Trying to explain to our children how the situation evolved, I am careful never to try to justify my actions. I don’t feel, for one moment, that I need to. I am also quite adamant that I feel no guilt or remorse. I try to explain to them that the affair itself was a good experience for me and one that I shall never regret even though I know it has caused a lot of pain. But eventually I get angry and defensive. And it is David who must bear the brunt of this reaction.
‘Why is everyone so bloody upset?’ I shout at him. ‘I didn’t do anything all that wrong. I had an affair, that’s all. I didn’t murder anyone. I came home, didn’t I? It’s over and done with. Can’t we all just get over it, and move on?’
It takes a while, but eventually we all do, even David. We have some terrible moments, but we also have some moments of pure joy as we go through the process of talking it out and coming to terms with it and laying it, finally, to rest. At times we are even able to laugh about it. And what surprises me more than anything else is that my sexual feelings for my husband are stronger than they have been for many years. And his for me. I have read that having an affair can be good for a marriage, and in that respect it certainly seems to be good for ours. But in the overall scheme of things it really isn’t, I finally conclude, such a wonderful idea. While it was thrilling for me and for the man from Toulouse when it was actually happening, it was extremely painful for us both to let go of each other at the end. It has caused pain to a large number of people I love and whose love and respect are very important to me. And it has changed my marriage forever. In many respects I love David even more for his tolerance and forbearance in the face of my betrayal, but for him something has vanished from our relationship that can never be restored.
30
I am due to remain in Australia for six weeks before returning to France to lead the walking tour that has been twelve months in the planning.
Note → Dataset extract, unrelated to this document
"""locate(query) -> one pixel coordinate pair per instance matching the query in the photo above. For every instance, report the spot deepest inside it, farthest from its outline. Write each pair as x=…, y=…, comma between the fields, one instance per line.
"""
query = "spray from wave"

For David this is the really difficult part. Having been through so much and gained so much in terms of the intimacy of our ‘new’ relationship, I am about to head off again back to France. However, I d
on’t share his feelings. Not only am I going to France I am also going to Canada in late September to finally meet my sister Margaret, and the prospect of this far outweighs any nervousness about being back near Toulouse and all the emotion that it brings up. Margaret and I have been writing to each other for months now, gradually filling in the gaps and exchanging photographs and family information and we have decided that the time is right for us to meet, after a separation of fifty years. My brother Jon – her full brother and my half-brother – has been in contact with her too, and he is planning to visit her in August on his way to France. They haven’t seen each other for fifty years either – he was twenty and she was nineteen when they last saw each other – and I am happy at the prospect of their reunion. I am also pleased that Jon is going to spend some time in our French house. He hasn’t travelled overseas for more than thirty years, and it’s only the desire to see his sister that has spurred him to make this journey. After Canada, I am heading to Nepal to lead a Himalayan trek, and David is far from happy about this, too, because of the political unrest in Nepal. But, as usual, I’m ready to leap in with great enthusiasm. I feel certain that trekking in the mountains will help restore my sense of who I really am, and enable me to put recent events further into the past.
Until it’s time to go, life on the farm drifts along quite happily and for the first time I start to feel that this place is really ‘home’.